"Ele me registrou e sumiu. Não tenho lembrança nenhuma". O relato de Vitória, uma das personagens centrais da recente reportagem do Fantástico, ecoa a realidade de milhares de brasileiros. Criada pelos avós após a morte precoce da mãe, ela sentiu a ausência do pai em cada data comemorativa e marco da vida adulta. Hoje, a Justiça reconhece que esse vazio tem um preço: Vitória obteve uma indenização de R$150 mil.
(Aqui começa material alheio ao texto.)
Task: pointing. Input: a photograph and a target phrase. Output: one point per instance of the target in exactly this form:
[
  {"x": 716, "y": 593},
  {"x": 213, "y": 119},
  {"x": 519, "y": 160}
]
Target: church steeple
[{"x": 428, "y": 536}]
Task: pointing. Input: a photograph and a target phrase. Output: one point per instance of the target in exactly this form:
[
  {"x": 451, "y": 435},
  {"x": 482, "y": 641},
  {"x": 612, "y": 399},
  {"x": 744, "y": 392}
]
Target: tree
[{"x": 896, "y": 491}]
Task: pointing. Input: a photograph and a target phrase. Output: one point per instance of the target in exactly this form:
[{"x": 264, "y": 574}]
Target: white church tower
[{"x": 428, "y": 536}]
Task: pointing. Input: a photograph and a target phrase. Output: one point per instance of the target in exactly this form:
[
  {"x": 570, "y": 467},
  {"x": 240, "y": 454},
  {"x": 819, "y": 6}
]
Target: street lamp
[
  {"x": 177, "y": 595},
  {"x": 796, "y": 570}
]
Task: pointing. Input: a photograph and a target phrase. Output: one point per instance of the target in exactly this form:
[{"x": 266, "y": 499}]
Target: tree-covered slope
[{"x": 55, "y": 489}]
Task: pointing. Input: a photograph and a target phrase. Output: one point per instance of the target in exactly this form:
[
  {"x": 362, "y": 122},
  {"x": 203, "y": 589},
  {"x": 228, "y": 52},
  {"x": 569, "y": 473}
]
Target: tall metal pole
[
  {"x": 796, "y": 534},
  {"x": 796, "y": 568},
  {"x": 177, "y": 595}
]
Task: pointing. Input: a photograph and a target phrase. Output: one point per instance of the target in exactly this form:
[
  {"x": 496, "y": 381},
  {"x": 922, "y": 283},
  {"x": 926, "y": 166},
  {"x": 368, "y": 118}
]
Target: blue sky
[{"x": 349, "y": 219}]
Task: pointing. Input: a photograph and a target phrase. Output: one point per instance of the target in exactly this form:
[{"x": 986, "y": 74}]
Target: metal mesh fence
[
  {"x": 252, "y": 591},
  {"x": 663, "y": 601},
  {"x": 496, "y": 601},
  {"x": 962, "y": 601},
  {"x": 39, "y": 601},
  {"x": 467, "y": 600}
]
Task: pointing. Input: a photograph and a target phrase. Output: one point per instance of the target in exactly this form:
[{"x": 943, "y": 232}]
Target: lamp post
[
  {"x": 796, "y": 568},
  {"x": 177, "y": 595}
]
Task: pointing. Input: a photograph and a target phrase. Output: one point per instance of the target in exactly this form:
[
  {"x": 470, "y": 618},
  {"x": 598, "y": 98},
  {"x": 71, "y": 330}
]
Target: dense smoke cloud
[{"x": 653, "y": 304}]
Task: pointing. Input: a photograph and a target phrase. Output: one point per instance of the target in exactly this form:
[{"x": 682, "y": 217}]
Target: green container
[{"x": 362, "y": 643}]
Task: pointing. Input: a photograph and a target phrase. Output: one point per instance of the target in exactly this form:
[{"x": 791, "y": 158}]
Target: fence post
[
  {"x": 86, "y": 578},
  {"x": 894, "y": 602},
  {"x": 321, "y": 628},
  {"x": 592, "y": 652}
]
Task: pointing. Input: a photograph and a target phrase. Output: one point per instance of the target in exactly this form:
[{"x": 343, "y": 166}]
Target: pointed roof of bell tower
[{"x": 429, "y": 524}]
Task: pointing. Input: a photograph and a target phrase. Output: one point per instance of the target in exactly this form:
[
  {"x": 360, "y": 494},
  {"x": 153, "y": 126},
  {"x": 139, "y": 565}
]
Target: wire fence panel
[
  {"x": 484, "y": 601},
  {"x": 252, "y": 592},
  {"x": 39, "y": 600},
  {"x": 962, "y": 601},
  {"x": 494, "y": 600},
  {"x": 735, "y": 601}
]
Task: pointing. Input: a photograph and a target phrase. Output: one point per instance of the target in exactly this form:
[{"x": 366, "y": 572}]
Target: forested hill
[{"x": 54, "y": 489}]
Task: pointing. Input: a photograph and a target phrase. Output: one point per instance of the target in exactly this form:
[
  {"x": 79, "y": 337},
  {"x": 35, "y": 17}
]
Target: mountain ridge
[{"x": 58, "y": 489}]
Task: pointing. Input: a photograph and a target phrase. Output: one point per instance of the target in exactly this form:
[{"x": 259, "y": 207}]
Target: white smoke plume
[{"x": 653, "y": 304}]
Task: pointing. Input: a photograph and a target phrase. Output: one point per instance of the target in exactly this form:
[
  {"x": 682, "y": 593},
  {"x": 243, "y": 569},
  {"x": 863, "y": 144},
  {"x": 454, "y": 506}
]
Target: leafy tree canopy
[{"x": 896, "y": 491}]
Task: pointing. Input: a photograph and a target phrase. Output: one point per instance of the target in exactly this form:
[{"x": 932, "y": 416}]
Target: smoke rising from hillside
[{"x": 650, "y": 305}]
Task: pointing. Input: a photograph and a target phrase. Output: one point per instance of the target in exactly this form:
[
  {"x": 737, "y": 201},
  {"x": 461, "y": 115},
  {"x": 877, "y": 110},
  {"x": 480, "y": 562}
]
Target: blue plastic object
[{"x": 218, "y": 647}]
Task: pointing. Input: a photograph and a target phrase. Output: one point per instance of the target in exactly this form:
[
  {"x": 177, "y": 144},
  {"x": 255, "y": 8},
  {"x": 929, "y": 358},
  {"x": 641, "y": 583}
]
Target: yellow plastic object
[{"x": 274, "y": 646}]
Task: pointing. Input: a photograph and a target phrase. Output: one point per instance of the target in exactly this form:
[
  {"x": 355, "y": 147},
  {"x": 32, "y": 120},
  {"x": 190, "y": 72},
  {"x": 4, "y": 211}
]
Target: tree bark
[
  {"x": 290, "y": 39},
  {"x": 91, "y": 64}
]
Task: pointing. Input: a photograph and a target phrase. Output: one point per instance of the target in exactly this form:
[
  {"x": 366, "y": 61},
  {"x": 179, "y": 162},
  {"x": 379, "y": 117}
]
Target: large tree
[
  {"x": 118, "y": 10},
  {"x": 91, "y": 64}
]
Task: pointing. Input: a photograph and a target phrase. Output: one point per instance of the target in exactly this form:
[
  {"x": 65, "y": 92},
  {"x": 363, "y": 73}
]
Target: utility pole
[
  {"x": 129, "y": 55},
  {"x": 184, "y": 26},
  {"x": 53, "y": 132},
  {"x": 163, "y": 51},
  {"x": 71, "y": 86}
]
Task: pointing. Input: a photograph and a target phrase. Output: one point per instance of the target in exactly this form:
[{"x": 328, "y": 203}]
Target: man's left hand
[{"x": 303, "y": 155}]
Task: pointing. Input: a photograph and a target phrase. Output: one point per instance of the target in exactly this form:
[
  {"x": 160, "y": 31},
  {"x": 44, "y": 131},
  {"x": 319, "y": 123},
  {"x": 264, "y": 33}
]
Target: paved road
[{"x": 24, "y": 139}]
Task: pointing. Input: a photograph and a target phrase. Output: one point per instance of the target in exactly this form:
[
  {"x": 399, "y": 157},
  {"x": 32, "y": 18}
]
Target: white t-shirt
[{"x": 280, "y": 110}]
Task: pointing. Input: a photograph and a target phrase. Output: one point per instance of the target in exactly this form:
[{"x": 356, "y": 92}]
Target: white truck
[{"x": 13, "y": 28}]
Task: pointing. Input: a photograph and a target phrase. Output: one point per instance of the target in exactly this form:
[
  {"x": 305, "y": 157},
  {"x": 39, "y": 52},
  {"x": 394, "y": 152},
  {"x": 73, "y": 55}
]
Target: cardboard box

O vazio deixado pela ausência de um pai ou mãe ultrapassou a psicologia e se consolidou como um dano jurídico, o que antes era tratado como uma fatalidade ou falha de caráter, hoje tem nome na Justiça: abandono afetivo.
Em outubro de 2025, o Brasil sancionou uma lei onde filhos possam buscar indenização por danos morais e psíquicos de pais omissos. Essa legislação é uma resposta direta à evolução do conceito de família,onde o foco não é o sobrenome, mas o desenvolvimento saudável dos membros.
A criança sente a ausência logo cedo e as consequências passam a acompanhar por muito tempo, o medo da rejeição, ansiedade, dificuldade de estabelecer relações e baixa autoestima, são problemas diagnosticados com constância e o motivo costuma ser o mesmo. “Muitos crescem com a sensação de que precisam ser perfeitos para não serem abandonados novamente”, explica a psicóloga Glícia Brasil.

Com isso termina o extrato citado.